Video footage was sourced from declassified films from the U.S. Nuclear Testing Archives and juxtaposed against records of the Aurora Borealis from the NFB documentary, “The Northern Lights”. Placed side by side, the line between cosmic phenomena and manufactured acts begins to collapse. It’s no coincidence that early research into the electrical mysteries of the Aurora Borealis is directly tied to the Space Race during the Cold War.
The exhibition addresses the nature of Doubling; the complex physical and chemical relationship of particles, radiation and light makes the Aurora Borealis and its sinister twin ideal subjects with which to explore the technology of the photograph and the moving image. Like a Science Fiction film, the Double begins to take on an apocalyptic life of its own, independent of time and space, returning again and again to haunt the present.
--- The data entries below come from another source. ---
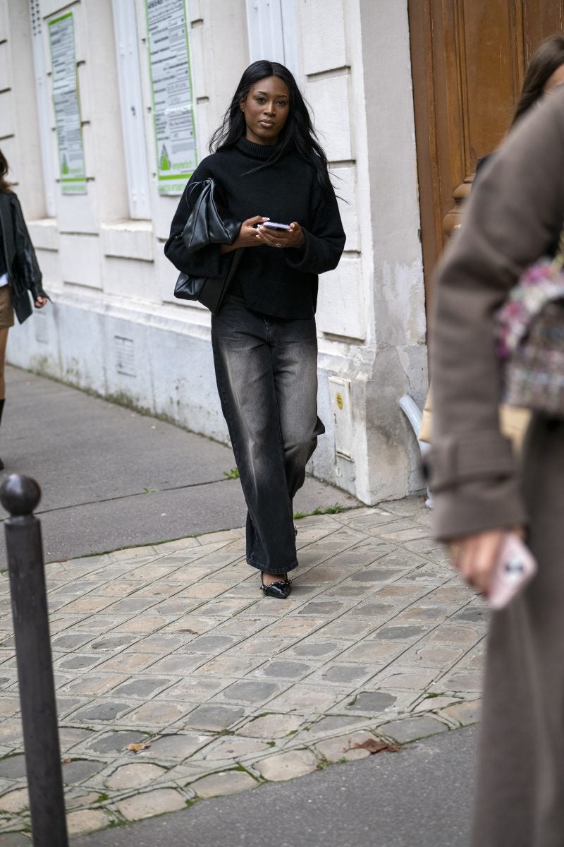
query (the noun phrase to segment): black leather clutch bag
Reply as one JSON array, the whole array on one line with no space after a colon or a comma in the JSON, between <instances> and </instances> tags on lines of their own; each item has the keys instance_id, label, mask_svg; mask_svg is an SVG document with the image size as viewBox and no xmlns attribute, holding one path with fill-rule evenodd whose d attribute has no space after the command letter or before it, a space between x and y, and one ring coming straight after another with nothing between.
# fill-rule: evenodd
<instances>
[{"instance_id":1,"label":"black leather clutch bag","mask_svg":"<svg viewBox=\"0 0 564 847\"><path fill-rule=\"evenodd\" d=\"M189 257L204 247L212 244L233 244L239 234L241 222L227 212L218 186L211 177L189 185L185 200L190 213L182 233L176 235L173 241L177 244L179 240L182 241L179 245L181 252L186 251L189 254L188 260L182 264L189 267ZM178 258L178 248L174 245L172 246ZM218 312L242 252L242 249L235 250L222 257L218 273L213 276L181 272L174 288L174 296L180 300L199 300L211 312ZM185 257L186 253L183 255ZM172 255L169 257L174 261Z\"/></svg>"},{"instance_id":2,"label":"black leather clutch bag","mask_svg":"<svg viewBox=\"0 0 564 847\"><path fill-rule=\"evenodd\" d=\"M216 314L227 296L242 254L243 248L227 254L225 258L228 263L228 268L222 276L190 276L189 274L179 274L174 286L174 296L179 300L198 300Z\"/></svg>"}]
</instances>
The exhibit seeks to understand the Aurora Borealis in terms of its relation to the science of optics and electromagnetic forces; incidentally, this complex physical and chemical relationship between particles, radiation and light in the Aurora is also the nature of the photograph, film stock, and the bomb. Like Doubles in a Science Fiction Film, recordings, simulations and images of the Northern Lights begin to take on an apocalyptic life of their own, moving independent of time and space, returning again and again to haunt the present.
– Nicole Liao, 2016
BIOGRAPHY
Nicole Liao was born in Calgary and currently lives and works in Toronto. She has a background in Print Media and Architecture. Her work explores representations attempting to map, record and break down real world phenomena; she is interested in exposing the rifts between data and their sources, as well as finding moments of connection between disparate events. This is her first show in Northern Canada.